Operation Tribute to Freedom

OTF Soldier Story for March 22, 2010 - Staff Sgt. Delbert Draper

Staff Sergeant Delbert Draper

Current Unit: 1848th Medical Detachment
Current Position: Preventive Medicine Noncommissioned Officer
Component: Army Reserve
Current Location: Anchorage, Alaska
Hometown: Dayton, Ky.
Years of Service: 28

As a preventative medicine Noncommissioned Officer, Staff Sgt. Delbert Draper has a proactive response to medicine. Rather than responding to injuries or illnesses sustained in theater, he worked to prevent the ailments all together during his deployment to Iraq in 2008-2009.. By providing clean drinking water and instructing proper food preparation, he ensured the safety and health of more than 70,000 Soldiers, civilians and contractors at the Victory Base Complex in Baghdad.

Although a unique component of the Army medical field, preventive medicine is integral to maintaining the health and well-being of all Army Soldiers and personnel.

”The medics do a great job and are very professional, but they have a very specific field and are tied to a specific unit. We cared for everybody and were concerned with more than 70,000 people.” he said. “If we do our job right, no one requires patient care,”

During his deployment to Iraq in 2008-2009, he served as a team leader and was responsible for leading more than a dozen Soldiers on a daily basis. Draper was especially proud of bringing his detachment home safely, without any injuries or illnesses, something especially important given his field.

However, one challenge that Draper and his team faced throughout the deployment was the rapid rate of change.

“In preventative medicine, the best practice is a consistent practice,” explaining that when you cook food the same way and when you treat water the same way, it significantly reduces health risk.

Draper was in Iraq during the drawdown of U.S. troops in Baghdad and other Iraqi cities on June 1, 2009, and with so many changes taking place throughout the region, he said it was hard to encourage consistency despite the transitions.

Prior to his deployment last year, Draper deployed to Kosovo in 2005 and was responsible for preventative medicine during that time as well. While in Kosovo, his son, who also served in the Army, was deployed to Iraq for the second time.

With more than two decades of service prior to his deployments, Draper could have chosen to retire and not serve overseas.
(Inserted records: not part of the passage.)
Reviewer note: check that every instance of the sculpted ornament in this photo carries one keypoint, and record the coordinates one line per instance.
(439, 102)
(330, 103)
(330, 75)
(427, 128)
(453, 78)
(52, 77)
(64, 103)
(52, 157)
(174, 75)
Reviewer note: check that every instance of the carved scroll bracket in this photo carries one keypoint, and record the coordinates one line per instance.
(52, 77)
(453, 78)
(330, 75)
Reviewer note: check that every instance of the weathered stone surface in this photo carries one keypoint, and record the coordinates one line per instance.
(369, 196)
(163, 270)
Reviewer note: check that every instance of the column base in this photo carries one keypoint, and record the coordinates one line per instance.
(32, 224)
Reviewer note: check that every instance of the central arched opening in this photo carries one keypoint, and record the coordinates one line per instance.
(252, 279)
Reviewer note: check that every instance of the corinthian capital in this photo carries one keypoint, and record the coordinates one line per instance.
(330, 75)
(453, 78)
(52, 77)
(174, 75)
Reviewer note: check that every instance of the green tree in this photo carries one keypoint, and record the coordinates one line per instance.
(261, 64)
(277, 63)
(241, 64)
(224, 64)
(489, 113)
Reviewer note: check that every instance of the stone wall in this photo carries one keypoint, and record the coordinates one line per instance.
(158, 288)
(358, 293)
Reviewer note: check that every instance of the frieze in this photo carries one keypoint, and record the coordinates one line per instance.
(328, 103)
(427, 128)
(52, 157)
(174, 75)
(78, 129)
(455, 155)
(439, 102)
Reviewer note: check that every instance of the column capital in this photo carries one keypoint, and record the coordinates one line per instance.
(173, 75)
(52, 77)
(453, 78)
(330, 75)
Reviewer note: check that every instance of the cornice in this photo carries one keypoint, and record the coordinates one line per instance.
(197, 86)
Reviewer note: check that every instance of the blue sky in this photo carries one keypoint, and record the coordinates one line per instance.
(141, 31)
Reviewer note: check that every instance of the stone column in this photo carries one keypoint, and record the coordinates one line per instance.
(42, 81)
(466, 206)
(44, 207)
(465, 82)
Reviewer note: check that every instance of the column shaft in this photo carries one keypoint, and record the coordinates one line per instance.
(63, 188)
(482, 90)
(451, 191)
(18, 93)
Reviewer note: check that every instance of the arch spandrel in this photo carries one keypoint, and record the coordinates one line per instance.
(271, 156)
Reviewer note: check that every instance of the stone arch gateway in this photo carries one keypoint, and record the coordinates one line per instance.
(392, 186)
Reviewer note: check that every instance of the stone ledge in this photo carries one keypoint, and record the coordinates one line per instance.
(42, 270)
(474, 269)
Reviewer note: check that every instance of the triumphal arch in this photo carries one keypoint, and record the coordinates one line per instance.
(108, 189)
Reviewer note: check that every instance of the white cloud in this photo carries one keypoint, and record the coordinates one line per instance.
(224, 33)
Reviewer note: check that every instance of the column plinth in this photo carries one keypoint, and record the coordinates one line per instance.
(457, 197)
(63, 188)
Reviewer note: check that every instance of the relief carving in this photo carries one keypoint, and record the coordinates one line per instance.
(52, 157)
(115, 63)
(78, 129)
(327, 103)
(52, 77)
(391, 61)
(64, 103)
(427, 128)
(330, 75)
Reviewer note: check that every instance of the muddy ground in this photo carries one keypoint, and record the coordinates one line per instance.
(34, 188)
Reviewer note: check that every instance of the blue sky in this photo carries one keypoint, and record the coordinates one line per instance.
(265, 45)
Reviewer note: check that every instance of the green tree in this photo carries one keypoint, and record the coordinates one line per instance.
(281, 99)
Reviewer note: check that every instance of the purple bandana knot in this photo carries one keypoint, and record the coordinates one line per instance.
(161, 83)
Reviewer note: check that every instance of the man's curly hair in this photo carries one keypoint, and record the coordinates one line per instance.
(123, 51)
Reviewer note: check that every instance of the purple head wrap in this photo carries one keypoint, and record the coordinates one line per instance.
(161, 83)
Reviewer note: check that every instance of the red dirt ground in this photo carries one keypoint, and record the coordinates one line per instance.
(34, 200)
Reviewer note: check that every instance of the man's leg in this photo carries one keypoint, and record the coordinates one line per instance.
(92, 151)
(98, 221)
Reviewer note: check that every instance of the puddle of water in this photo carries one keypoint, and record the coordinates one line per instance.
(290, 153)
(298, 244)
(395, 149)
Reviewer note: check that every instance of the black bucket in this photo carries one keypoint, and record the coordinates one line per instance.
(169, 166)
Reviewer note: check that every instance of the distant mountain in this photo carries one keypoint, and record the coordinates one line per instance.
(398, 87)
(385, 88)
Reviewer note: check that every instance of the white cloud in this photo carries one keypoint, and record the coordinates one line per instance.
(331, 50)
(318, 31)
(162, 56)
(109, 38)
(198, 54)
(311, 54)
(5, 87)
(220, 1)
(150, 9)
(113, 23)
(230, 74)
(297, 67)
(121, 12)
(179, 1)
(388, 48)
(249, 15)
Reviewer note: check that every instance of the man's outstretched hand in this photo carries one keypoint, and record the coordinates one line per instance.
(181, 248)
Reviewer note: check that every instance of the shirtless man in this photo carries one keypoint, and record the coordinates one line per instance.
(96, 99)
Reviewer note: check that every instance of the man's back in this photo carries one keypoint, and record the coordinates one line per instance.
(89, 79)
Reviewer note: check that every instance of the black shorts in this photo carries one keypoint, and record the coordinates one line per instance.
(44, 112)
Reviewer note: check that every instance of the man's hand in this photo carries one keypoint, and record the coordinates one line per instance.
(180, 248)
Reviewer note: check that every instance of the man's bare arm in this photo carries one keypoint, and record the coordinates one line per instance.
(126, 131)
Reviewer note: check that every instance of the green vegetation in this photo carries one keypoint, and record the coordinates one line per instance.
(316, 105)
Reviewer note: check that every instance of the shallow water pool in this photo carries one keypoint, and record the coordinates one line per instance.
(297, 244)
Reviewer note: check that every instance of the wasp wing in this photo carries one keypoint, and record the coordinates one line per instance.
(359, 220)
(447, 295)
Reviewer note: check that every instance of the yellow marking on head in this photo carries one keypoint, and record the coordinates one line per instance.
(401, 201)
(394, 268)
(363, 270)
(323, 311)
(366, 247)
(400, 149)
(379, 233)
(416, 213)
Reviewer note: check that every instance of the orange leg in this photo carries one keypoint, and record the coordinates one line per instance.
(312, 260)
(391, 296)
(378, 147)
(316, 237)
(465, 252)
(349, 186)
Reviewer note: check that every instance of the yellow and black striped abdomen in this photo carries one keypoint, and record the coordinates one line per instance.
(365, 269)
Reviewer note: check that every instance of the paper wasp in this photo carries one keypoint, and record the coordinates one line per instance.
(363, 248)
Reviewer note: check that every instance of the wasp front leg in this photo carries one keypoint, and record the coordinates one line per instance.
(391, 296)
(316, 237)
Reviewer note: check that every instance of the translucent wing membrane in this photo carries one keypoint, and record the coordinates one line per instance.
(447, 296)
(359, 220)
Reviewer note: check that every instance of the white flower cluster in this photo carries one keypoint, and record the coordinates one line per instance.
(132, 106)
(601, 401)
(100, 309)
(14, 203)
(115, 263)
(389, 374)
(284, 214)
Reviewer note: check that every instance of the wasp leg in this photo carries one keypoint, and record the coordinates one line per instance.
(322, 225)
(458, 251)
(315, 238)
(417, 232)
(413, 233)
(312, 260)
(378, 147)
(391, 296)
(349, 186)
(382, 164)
However, he was committed to serving his country in a time of war.

“I thought I had a moral obligation to go. I believe on a day-to-day basis, the Army doesn’t pay the Soldier for the work they do. The Army is really paying you for times of war, and I had never gone to war before. They have treated me well for the past 25 years, and I wanted to put my training to use,” he said.

In addition to his responsibilities as an Army Reserve Soldier, Draper also works as a civilian for the Army leading public health education and training programs. Draper currently resides in Anchorage, Alaska, with his wife, but travels monthly to Seattle, Wash., to complete training with his unit. With more than 28 years of service in the Army, Draper hopes to retire within the next year so that he and his wife will be able to move closer to their children and grandkids.